Voilà donc les développeurs informatiques et les opérateurs téléphoniques en train d’imaginer la « santé de demain ». Et les soignants, qu’en pensent-ils de cette e-santé, de l’invasion du numérique et des logiciels ? Freddy, infirmier au Chuga, ne prétend pas avoir un avis représentatif mais ce qu’il raconte mériterait d’être examiné et débattu : « Pendant le Covid, je suis allé en renfort en réanimation. Au niveau purement médical j’y allais serein, sans peur de faire de mauvais gestes pour m’occuper des patients. Mais ma grande peur, c’était de ne pas comprendre les instructions données par le médecin sur le logiciel. Car en réa le logiciel n’est pas le même que dans le service où je bosse et donc je n’y comprends rien. Souvent, l’angoisse première des infirmiers, ce n’est pas de bien poser un cathéter, mais de ne pas parvenir à dompter ces logiciels. Dans le droit français, tout ce qui n’est pas tracé informatiquement n’a pas été fait. Donc faut tout rentrer sur le logiciel, mais des fois tu n’y arrives pas, ça bugue, donc tu peux te mettre en danger sur le plan légal, pas parce que tu fais mal ton métier, mais parce que tu ne sais pas remplir le logiciel.  »

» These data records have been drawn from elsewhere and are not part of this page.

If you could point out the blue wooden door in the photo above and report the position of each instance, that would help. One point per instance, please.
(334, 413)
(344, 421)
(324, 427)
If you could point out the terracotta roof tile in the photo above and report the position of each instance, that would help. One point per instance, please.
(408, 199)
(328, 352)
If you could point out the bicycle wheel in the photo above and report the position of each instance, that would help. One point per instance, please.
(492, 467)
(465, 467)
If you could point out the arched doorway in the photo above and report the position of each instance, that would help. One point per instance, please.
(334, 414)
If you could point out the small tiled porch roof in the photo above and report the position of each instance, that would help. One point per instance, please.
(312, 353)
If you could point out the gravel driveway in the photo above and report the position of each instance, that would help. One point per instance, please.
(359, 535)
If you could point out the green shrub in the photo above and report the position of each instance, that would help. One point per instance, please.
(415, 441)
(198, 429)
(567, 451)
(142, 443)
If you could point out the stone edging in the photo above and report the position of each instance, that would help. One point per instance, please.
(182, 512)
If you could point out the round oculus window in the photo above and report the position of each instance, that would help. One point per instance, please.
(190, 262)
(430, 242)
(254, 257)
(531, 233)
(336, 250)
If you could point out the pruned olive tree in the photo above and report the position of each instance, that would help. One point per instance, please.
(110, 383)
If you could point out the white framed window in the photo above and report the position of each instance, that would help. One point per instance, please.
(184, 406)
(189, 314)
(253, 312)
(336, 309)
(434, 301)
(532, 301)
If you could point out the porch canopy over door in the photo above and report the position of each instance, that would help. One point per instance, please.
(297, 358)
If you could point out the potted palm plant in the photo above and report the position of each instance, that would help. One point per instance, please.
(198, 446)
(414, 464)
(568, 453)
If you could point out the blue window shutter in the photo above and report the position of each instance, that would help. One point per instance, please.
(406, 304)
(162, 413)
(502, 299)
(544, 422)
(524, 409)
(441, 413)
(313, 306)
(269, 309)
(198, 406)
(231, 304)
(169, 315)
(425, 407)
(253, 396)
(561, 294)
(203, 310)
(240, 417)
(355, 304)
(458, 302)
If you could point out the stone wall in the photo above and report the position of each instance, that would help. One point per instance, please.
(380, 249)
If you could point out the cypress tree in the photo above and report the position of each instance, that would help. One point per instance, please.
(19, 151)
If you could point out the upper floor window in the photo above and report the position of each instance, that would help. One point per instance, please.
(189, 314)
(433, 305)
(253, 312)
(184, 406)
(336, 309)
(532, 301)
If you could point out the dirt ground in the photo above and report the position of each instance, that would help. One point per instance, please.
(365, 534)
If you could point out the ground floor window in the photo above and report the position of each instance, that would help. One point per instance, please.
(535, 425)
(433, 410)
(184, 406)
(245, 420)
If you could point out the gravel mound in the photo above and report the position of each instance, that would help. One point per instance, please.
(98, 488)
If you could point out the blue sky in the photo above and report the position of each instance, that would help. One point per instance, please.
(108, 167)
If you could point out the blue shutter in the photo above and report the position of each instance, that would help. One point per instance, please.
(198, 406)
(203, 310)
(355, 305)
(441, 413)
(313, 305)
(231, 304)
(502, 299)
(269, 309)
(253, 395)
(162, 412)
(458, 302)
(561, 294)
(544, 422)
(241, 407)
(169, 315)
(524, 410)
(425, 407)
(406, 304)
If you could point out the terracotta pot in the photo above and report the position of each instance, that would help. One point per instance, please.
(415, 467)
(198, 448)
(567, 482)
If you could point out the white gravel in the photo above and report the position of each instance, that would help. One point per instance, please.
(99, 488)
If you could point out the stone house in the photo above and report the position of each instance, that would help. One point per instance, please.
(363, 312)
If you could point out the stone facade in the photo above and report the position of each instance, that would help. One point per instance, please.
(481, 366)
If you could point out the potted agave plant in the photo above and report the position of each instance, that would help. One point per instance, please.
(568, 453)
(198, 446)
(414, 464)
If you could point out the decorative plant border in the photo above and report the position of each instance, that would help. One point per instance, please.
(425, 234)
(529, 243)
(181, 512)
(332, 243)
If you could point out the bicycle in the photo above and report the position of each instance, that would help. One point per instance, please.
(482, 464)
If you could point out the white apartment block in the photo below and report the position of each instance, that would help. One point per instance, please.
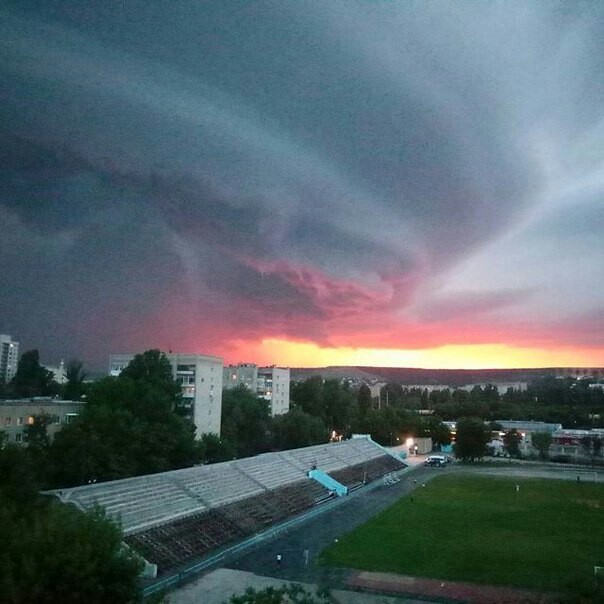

Et demain, des patients seront-ils laissés sans soin parce qu’ils n’arrivent pas à comprendre les instructions de la borne de téléconsultation ? Et s’il y a une panne ? « Il y a quelques années, un matin aux urgences, raconte Freddy, le logiciel ne marchait plus. Ça a été le branle-bas de combat pendant des heures, sans ordinateur, on ne sait pas où sont les patients, on ne sait pas les instructions des médecins. Si les médecins prescrivent à l’oral, ce n’est pas légal.  »

Depuis 10, 20 ans que les écrans et les logiciels ont envahi les hôpitaux et cabinets médicaux, le système de soin s’est-il amélioré ? Les soignants travaillent-ils dans de meilleures conditions grâce à tous ces outils censés leur faire gagner du temps ? Les soignés le sont-ils mieux ? Comme pour les autres secteurs, il n’y a jamais de bilan de la numérisation généralisée, jamais de pause, jamais de débat sur ce qui devrait être continué ou arrêté. «  On aura beau numériser tout ce qu’on veut, poursuit Freddy, ça ne réglera pas le problème du nombre de soignants. Les gens ce qu’ils veulent c’est de la présence humaine. Beaucoup des soins consistent avant tout en de la parole.  »

Là-dessus, Olivier Véran se veut bien entendu très rassurant. Dans son discours à la station F, ce tenant du serment d’hypocrite a martelé : « Parler numérique en santé, cela peut faire craindre une médecine déshumanisée où chaque patient serait laissé seul avec les nouvelles technologies. Cela fait même craindre un renforcement des déserts médicaux où l’humain ne serait plus utile. J’entends ces craintes mais je tiens à être très clair : le numérique en santé ne se substitue en aucun cas à la médecine humaine et au face-à-face avec un professionnel de santé. »

Étant donné ses nombreux précédents dans le mensonge (parmi les plus récents : « Il n’y aura pas d’impact de la troisième dose sur le passe sanitaire  » ou « Le passe sanitaire, il existe dans le droit jusqu’au 15 novembre, puis il s’autodétruit. On n’est pas en train d’instaurer quelque chose dans la durée  » (Society, 12/08/2021), quelle crédibilité accorder à son affirmation «  le numérique en santé ne se substitue en aucun cas à la médecine humaine » ? Encore une bonne question à poser à la borne de téléconsultation.